1. The problem statement, all variables and given/known data
A mass of 0.5 kg is suspended from a flywheel as shown in FIGURE 2.
If the mass is released from rest and falls a distance of 0.5 m in 1.5 s.
Mass of wheel: 3kg
Outside rad. of gyration of wheel: 300mm

calculate:

(a) The linear acceleration of the mass.
(b) The angular acceleration of the wheel.
(c) The tension in the rope.
(d) The frictional torque, resisting motion

2. Relevant equations

a = u t + 2s / t^2
alpha = a / r

3. The attempt at a solution

a. a = u t + 2s / t^2
= 0.444 m s^-2

b. alpha = a r
= 0.444 / 0.3

c. Now I have found online that this is T = m (g - a) However neither my learning materials or the online answers I have found offer an explanation of this, other than it being derived from the second law F = m a. Any explanation on this would be appreciated, as I am not willing to use an answer I do not understand.

d. I am yet to try this one so am not yet looking for help, no doubt I will need it soon.

I am aware these have been answered elsewhere before, but as I said I am looking to understand c. specifically.

2. Feb 6, 2017

### BvU

Hello Tom,

I wonder what u is in your step a) and in your first relevant equation. Must be something from SUVAT and must be zero; am I right ?
Can't find fault with your a) and b) answers, so if we aren't both wrong, all is OK there

For c) the conceptual thing to do is draw a free body diagram for the 0.5 kg mass. Can you post it ?
The complementary FBD is for the rope revving up the wheel. That'll come in handy for part d), too.

3. Feb 6, 2017

### tom_m132

Hello and thank-you!

The U in my step is is the initial velocity value, which in this case is 0 so becomes irrelevant.

I have this picture from the question:

I understand how the acceleration of the mass due to gravity acts upon the 0.5kg mass and causes the F = m g to act upon the rope, however its the subtraction of the mass times the acceleration I do not understand, I thought if anything that would also be causing tension on the rope rather than negating it as the acceleration is in the same x direction!

I'm sure there is something glaringly obvious I am missing!
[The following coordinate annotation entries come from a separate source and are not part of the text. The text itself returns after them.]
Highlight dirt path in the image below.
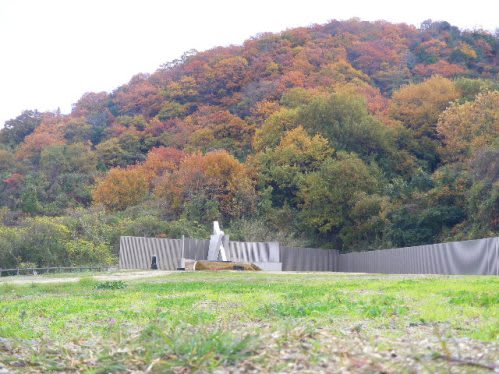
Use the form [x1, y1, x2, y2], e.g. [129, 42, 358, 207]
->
[0, 270, 173, 284]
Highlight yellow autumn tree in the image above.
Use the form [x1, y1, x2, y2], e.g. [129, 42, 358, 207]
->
[390, 76, 459, 138]
[437, 91, 499, 161]
[92, 167, 149, 210]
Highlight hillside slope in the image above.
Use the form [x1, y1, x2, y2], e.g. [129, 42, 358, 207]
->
[0, 20, 499, 266]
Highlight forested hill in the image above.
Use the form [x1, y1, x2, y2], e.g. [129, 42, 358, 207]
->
[0, 20, 499, 267]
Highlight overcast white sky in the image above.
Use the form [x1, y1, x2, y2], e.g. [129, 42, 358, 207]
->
[0, 0, 499, 127]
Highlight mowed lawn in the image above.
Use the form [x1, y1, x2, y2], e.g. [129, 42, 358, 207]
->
[0, 272, 499, 373]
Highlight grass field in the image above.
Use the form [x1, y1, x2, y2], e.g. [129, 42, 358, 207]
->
[0, 272, 499, 373]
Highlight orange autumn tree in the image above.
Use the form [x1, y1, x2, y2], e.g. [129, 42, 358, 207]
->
[92, 166, 149, 211]
[156, 151, 256, 222]
[390, 76, 459, 138]
[437, 91, 499, 161]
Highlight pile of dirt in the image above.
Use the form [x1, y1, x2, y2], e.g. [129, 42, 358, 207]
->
[194, 261, 261, 271]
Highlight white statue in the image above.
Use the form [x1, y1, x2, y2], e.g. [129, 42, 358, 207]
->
[208, 221, 227, 261]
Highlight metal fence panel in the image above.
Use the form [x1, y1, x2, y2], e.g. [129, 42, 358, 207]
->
[337, 237, 499, 275]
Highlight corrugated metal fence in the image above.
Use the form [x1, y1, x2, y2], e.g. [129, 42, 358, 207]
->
[120, 236, 499, 275]
[338, 237, 499, 275]
[280, 247, 339, 271]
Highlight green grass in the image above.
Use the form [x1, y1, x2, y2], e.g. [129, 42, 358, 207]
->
[0, 272, 499, 373]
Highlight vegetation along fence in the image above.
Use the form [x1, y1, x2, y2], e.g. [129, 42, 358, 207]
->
[120, 236, 499, 275]
[0, 266, 111, 277]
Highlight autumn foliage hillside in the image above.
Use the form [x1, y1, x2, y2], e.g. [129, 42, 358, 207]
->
[0, 19, 499, 267]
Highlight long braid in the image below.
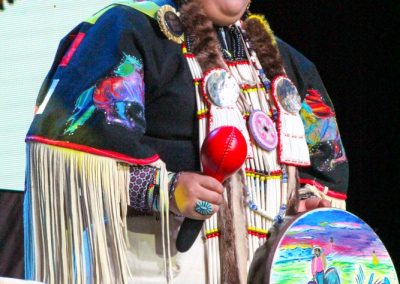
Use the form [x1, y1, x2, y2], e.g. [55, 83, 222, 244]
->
[242, 14, 285, 80]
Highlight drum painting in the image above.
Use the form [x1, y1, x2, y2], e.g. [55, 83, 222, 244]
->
[269, 208, 399, 284]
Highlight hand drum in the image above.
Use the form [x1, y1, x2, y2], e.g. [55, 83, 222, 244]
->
[176, 126, 247, 252]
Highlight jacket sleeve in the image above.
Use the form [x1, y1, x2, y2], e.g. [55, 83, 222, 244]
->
[278, 40, 349, 200]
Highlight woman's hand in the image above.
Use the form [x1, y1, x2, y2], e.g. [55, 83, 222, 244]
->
[297, 196, 332, 213]
[171, 172, 224, 220]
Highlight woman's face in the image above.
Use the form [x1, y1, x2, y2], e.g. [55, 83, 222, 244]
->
[195, 0, 250, 26]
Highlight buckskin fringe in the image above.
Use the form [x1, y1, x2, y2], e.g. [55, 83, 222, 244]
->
[24, 142, 131, 284]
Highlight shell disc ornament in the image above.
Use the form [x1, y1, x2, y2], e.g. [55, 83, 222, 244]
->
[248, 110, 278, 151]
[203, 68, 240, 107]
[273, 76, 301, 114]
[157, 5, 184, 44]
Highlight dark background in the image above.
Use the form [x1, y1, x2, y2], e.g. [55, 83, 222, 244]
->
[255, 0, 400, 272]
[0, 0, 400, 277]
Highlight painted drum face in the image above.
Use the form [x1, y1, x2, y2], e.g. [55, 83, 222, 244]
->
[262, 208, 399, 284]
[205, 69, 240, 107]
[249, 110, 278, 151]
[164, 11, 183, 37]
[275, 77, 301, 114]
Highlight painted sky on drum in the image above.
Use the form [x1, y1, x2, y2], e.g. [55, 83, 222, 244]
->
[269, 208, 399, 284]
[281, 209, 387, 257]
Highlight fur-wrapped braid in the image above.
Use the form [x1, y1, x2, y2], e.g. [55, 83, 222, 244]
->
[243, 14, 285, 80]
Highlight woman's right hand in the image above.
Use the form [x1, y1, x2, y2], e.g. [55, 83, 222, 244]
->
[171, 172, 224, 220]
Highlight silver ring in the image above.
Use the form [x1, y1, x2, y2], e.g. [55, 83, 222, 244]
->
[194, 200, 213, 215]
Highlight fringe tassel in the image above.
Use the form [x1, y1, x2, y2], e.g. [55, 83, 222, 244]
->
[218, 182, 240, 284]
[24, 143, 131, 284]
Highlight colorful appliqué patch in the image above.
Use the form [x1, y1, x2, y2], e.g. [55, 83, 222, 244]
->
[64, 54, 144, 135]
[300, 90, 346, 171]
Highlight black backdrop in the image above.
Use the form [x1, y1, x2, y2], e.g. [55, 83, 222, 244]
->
[252, 0, 400, 272]
[0, 0, 400, 277]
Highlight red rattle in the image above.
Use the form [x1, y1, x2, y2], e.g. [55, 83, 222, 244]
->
[176, 126, 247, 252]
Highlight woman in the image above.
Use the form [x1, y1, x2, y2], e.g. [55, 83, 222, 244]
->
[25, 0, 347, 283]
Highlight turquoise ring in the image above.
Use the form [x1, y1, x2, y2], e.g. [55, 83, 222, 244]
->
[194, 201, 213, 215]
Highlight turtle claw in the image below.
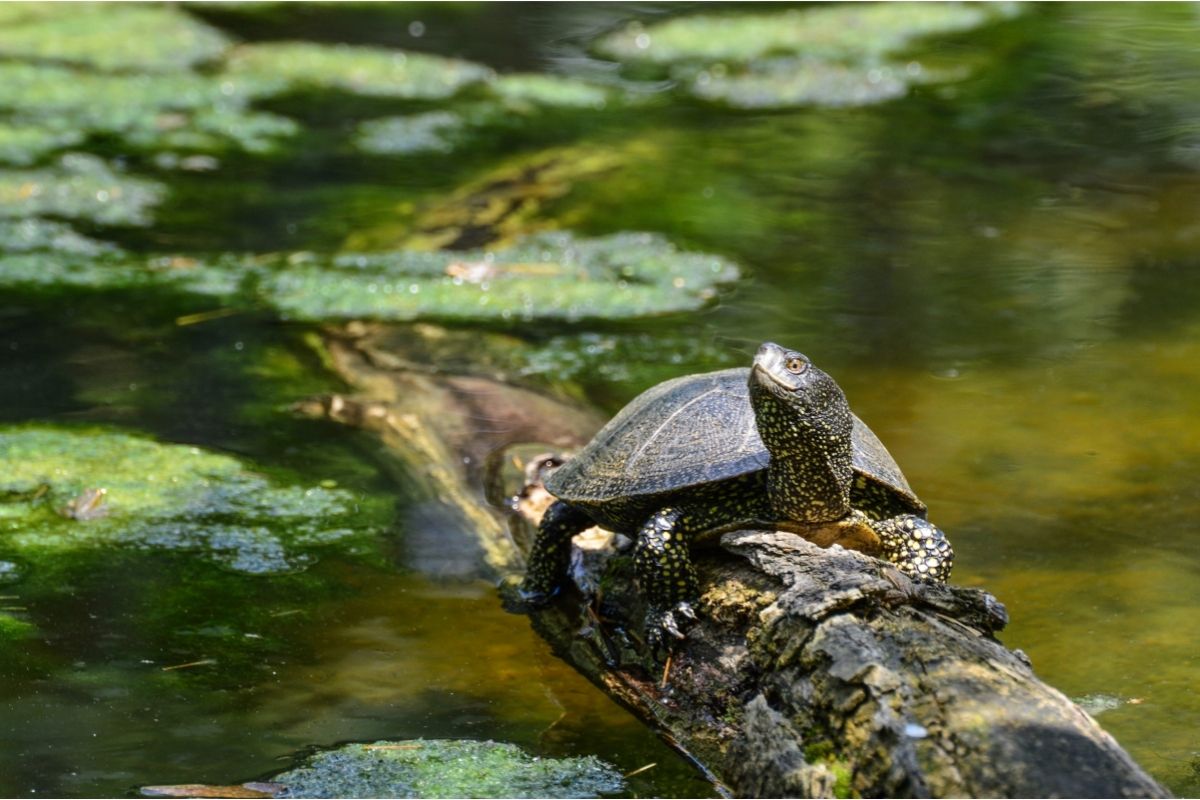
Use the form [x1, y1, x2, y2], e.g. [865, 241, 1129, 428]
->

Edit: I am not sure if it is to do with the mass of the flywheel oposing the freefall of the object perhaps?

4. Feb 6, 2017

### BvU

Not correct. $mg$ acts on the mass, not on the rope.

THE free body diagram I am waiting for () shows two forces acting on the 0.5 kg mass: the force of gravity and the tension in the rope.
The equation of motion for this mass is simply $F_{\rm net} = ma$

5. Feb 6, 2017

### tom_m132

Ohh!
Gravity is acting on the mass pulling it downwards, however as we calculated it is only accelerating at 0.44 m s ^-2 not 9.81 m s ^-2 therefore the rope is subject to the tensional force of the difference between the two once plugged into the second law?
I have drawn a FBD (which is how I arrived at this conclusion) Not sure if it's quite right but it worked (assuming I am on the right track!)

Thank-you so much for the help so far (again assuming I am thinking along the right lines) it seems very obvious now!

6. Feb 6, 2017

### BvU

I really like this kind of positive feedback: yes, a free-body diagram can really help establish insight into what's happening.
If the rope weren't there, the acceleration would be $g$ indeed, so the tension in the rope must be responsible for the difference.
As you see from writing out $\ F_{\rm net} = ma \$ : $$T - mg = ma$$ (up = positive, $g$ = 9.81 m/s2) leading to $a = -9.81$ m/s2 when T = 0 (as 'desired') and to $a = - 0.444$ m/s2 with the value of T the exercise wants as answer to c).

7. Feb 6, 2017

### tom_m132

Thank-you so much, I haven't done anything educational like this for a good few years now and am doing a distance learning course. Its very rewarding and I am enjoying it, however the lack of a lecturer is often a restriction as discussion is a brilliant way to aid understanding!

So I have had a go at part d. now that I have a figure for the tension.

2. Relevant equations

I = m k^2
T = I alpha
total torque = (m g - m a)r

3. The attempt at a solution

I = m k^2
= 3 x 0.212^2
= 0.1348

The torque needed to accelerate the flywheel:
t = I x alpha
= 0.1348 x 1.488
= 0.2001 N

So frictional torque is the total tourque minus the torque needed for acceleration:
Total= (m g - m a) x r
= 4.683 x 0.3
=1.405 N

Frictional torque = 1.405 - 0.2001
= 1.2049 N

8. Feb 6, 2017

### BvU

Looks good to me. One thing though: torque dimension is N m, not N

9. Feb 6, 2017

### tom_m132

Excellent, and thanks again for all your help!

10. Feb 6, 2017

### BvU

You're welcome. Good luck with your studies !